Boca de lobo: El presidente arroja combustible
Mandíbula rígida, encorvado, hosco, ante el auditorio el presidente gritaba, como si las personas que lo escuchaban fuesen no mujeres y hombres que nada le debían, sino hijos malcriados, rebeldes. “Se cometió un error en la presentación del presupuesto para las universidades porque yo hice un compromiso público de que no se iba a reducir”, estallaron sus palabras hace una semana. El micrófono bajo su boca habría captado un susurro, pero él vociferaba en la ceremonia oficial en el pueblo de El Mexe. Forzaba a sus pulmones, diafragma, garganta, y acompañaba las frases con un índice que avanzaba y retrocedía: era un papá indignado dando lecciones. “Se va a reparar ese error y se le va a entregar a las universidades lo que les corresponde”, añadió, y el “corresponde” sonó muy raro, a rugido. Y ahí seguía su dedo, ahora cual abanico (derecha-izquierda) en una suerte de “¡no es posible!” mientras su otra mano se aferraba al atril, como un madero que en medio del océano lo salvaría de un fin trágico.
25 días, sólo 25 desde que asumió, y Andrés Manuel está enojado. ¿Con quién? Aunque debiera estarlo con él mismo, si nos guiamos por sus caras, gestos, parece que está enojado con los mexicanos. Y para eso no hay razón alguna: el día de arranque del sexenio un enamoramiento colectivo invadía a millones, y él lo sentía.
Pero algo sucede que ese frenesí se disipa y amarga.
Vayamos a terapia de pareja y busquemos las razones. Para eso hay que indagar el pasado de la relación, es decir, miremos los roces previos: costó aceptar el beso del diablo con el fascistoide PES, la alianza con Napito, el pacto con el gobernador Velasco, el nombramiento de Bartlett, la agresión a las reporteras que llamó “corazoncitos”.
Todos esos “deslices” que causaban malestar se tornaron de pronto, ya durante la presidencia, un encuentro amoroso con lo abominable: falló a su palabra al definir a la militarización como eje contra el crimen.

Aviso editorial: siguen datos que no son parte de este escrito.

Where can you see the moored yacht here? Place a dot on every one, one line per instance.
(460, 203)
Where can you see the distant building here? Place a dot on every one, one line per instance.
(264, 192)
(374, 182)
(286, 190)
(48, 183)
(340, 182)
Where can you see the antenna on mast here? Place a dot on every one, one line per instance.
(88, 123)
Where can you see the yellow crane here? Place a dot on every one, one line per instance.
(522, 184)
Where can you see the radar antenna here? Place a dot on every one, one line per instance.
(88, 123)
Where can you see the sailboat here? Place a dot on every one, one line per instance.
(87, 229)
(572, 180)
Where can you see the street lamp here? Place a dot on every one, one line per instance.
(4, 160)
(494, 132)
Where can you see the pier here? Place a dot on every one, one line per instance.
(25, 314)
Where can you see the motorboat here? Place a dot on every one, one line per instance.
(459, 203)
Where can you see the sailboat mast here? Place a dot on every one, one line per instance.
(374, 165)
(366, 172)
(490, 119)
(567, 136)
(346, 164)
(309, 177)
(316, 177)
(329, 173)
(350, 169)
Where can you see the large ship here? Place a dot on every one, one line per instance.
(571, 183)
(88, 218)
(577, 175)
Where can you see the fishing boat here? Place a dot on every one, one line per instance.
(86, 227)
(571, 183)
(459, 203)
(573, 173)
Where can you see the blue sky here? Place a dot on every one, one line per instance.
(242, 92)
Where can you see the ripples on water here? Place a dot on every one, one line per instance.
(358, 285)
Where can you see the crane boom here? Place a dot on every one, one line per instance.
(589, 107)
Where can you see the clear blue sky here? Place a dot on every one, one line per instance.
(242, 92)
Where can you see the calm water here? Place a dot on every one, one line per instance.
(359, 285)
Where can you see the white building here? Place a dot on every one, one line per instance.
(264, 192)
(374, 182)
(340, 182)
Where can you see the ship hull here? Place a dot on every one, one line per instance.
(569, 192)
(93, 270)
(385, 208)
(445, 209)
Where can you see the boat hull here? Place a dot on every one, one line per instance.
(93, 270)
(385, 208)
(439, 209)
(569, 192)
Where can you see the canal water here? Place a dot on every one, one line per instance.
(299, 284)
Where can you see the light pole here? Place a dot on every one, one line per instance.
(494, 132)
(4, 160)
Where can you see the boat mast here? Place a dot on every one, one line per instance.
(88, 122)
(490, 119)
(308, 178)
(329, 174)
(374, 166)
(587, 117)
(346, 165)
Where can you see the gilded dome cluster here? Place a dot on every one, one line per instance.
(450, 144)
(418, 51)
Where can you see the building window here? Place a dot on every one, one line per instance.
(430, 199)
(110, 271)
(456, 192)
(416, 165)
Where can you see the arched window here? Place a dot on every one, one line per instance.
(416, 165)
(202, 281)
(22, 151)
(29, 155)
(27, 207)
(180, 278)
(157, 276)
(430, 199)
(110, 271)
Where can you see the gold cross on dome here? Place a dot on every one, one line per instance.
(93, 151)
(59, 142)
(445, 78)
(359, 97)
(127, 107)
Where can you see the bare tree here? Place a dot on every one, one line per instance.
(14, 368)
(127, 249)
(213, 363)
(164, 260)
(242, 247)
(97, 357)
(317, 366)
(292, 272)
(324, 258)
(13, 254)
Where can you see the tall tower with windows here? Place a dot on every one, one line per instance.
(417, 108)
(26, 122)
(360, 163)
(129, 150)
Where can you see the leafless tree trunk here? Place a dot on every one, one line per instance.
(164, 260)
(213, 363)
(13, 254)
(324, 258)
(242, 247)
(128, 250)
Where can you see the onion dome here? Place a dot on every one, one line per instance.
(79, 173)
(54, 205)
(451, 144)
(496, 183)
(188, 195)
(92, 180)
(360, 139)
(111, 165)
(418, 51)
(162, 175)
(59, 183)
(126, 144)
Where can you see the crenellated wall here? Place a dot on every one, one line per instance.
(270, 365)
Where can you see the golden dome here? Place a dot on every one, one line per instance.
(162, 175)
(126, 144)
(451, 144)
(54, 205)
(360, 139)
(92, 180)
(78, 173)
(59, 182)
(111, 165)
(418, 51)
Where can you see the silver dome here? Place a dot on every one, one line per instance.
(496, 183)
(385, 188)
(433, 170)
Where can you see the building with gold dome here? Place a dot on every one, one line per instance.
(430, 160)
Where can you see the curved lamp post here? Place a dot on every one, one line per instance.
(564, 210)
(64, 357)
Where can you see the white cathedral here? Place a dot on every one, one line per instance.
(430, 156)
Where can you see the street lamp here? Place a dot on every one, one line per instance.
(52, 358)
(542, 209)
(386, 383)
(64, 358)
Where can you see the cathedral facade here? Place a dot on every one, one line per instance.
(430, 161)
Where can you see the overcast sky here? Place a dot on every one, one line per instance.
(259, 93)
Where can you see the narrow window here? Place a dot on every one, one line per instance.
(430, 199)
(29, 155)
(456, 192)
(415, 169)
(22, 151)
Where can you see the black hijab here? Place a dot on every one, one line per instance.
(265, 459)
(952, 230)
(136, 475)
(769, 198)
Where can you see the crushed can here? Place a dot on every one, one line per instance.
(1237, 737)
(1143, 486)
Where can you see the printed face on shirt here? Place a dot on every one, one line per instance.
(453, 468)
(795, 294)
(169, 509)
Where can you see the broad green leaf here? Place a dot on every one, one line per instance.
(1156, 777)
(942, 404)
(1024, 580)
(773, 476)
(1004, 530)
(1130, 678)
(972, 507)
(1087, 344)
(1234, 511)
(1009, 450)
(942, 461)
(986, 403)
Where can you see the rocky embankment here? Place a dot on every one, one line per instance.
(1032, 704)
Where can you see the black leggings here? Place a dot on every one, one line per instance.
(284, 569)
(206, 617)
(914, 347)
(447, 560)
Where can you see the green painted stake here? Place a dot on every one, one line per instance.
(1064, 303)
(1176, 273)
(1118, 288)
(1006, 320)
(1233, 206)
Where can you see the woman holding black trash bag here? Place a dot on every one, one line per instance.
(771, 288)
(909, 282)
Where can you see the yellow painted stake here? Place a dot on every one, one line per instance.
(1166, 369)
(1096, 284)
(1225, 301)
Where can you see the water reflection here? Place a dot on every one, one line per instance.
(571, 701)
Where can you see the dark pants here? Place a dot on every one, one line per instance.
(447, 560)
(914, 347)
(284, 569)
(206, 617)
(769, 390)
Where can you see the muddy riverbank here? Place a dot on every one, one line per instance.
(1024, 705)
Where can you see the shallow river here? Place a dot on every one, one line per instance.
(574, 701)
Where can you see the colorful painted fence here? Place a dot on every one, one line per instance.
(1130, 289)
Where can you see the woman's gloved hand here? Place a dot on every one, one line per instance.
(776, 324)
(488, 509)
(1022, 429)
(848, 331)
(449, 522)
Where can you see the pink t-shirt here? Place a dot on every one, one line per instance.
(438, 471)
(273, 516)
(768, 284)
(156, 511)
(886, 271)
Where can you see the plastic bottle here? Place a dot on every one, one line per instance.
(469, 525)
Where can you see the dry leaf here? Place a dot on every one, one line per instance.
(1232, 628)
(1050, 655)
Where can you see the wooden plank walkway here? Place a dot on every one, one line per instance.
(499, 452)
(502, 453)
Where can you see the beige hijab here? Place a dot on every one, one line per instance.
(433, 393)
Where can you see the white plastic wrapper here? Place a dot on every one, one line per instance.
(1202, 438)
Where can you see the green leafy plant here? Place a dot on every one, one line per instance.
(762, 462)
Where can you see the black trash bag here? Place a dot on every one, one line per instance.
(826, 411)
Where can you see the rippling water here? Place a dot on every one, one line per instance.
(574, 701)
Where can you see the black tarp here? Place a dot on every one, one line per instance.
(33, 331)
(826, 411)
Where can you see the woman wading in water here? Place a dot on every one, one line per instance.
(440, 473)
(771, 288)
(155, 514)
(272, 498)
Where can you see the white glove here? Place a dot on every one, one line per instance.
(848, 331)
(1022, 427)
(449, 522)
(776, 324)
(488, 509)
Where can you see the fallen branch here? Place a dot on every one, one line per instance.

Vinieron consultas desaseadas sobre el aeropuerto y los grandes planes del gobierno (ofendió nuestra inteligencia cuando nos preguntó algo tipo: “Mexicanos, ¿prefieren vivir en Disneylandia o Mordor?”).
A eso se sumó que su proyecto de Santa Lucía carecía de rigor y su gran objetivo era torear una decisión polémica. Vino el recorte presupuestal a la cultura y a los mexicanos con discapacidad. Y el cierre de diciembre llegó: miles de empleados de gobierno fueron despedidos ilegalmente incluso con métodos parecidos al secuestro exprés.
Basta ya del recuento, aunque seguro olvido unos o más frentes de guerra que Andrés Manuel abrió y que hoy queman a su administración.
¿La oposición? Feliz. El presidente alimenta a sus enemigos, les ofrece un banquete exuberante, suculento, diverso, para que glotones se regocijen a carcajadas con el “se los dijimos, chairos”. Y si al incendio le faltaba gasolina, vino el terrible accidente en helicóptero de Martha Alonso, gobernadora de Puebla, y su esposo el exgobernador, duros adversarios de su administración.
¿Qué esperar de varios políticos del viejo sistema y algunos comunicadores por muchos años afines al poder? Su abominable insinuación fue: “no parece un accidente”. Con lo que sea, con cualquier infamia, impulsan su interés supremo: que el gobierno arda en llamas. Si así recuperan sus privilegios, no importa que México se vuelva cenizas.
Contra ellos, el presidente tiene una sola opción: ya no gobernar enojado (basta de gritar a una sociedad que no es culpable de nada), reparar sus errores, retomar sus principios y no arrojar más combustible a su propia obra.